GNOME Bugzilla – Bug 163999
Determine the encoding from the HTML headers
Last modified: 2018-05-26 14:02:14 UTC
When opening an HTML document (from a file, not from the web), gedit should see if there's a meta tag that describes what character encoding it is. If found, that encoding should be used instead of auto-detecting. 1. Save the web page at http://www.mechon-mamre.org/i/t/t0101.htm 2. Open it in gedit. 3. You see gibberish western characters instead of hebrew, even though it explicitly says what encoding is used.
Yes, it is a nice idea, even if we will have to manage HTML document (and XML to I think, right?) as special cases. Why do you say "not from the web"? Why is it different? If you run "gedit http://www.mechon-mamre.org/i/t/t0101.htm", you will see the same problem you see opening a local copy of the same HTML page.
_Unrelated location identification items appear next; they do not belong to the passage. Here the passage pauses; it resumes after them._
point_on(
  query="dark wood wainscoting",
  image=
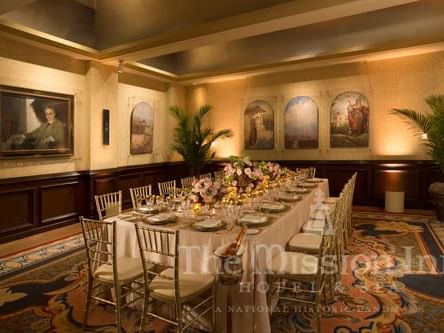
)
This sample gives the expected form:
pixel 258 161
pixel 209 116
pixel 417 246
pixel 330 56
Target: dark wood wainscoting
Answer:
pixel 376 177
pixel 31 204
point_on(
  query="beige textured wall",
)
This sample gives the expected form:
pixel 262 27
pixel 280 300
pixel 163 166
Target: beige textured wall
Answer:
pixel 99 88
pixel 402 82
pixel 31 76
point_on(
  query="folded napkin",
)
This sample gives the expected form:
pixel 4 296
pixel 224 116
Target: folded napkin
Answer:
pixel 298 190
pixel 209 223
pixel 162 217
pixel 250 218
pixel 287 196
pixel 309 185
pixel 271 206
pixel 314 180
I think there should be code in Bluefish and/or in screem we could try to use for this operation.
Oops, I hadn't actually tried running gedit with the url. In that case, let's add part two of this bug: Gedit should also obey the Content-Type header when it provides a charset. In this case they do not set the charset header but they do provide a meta tag so we should use that. So the behaviour should be: 1. Look at the HTTP headers. 2. Look at the HTML or XML headers. 3. Guess. References: http://www.w3.org/TR/html4/charset.html#h-5.2.2 http://www.ietf.org/rfc/rfc2616.txt
Still in 3.2
It's unlikely that this feature is ever going to be implemented, so I close the bug.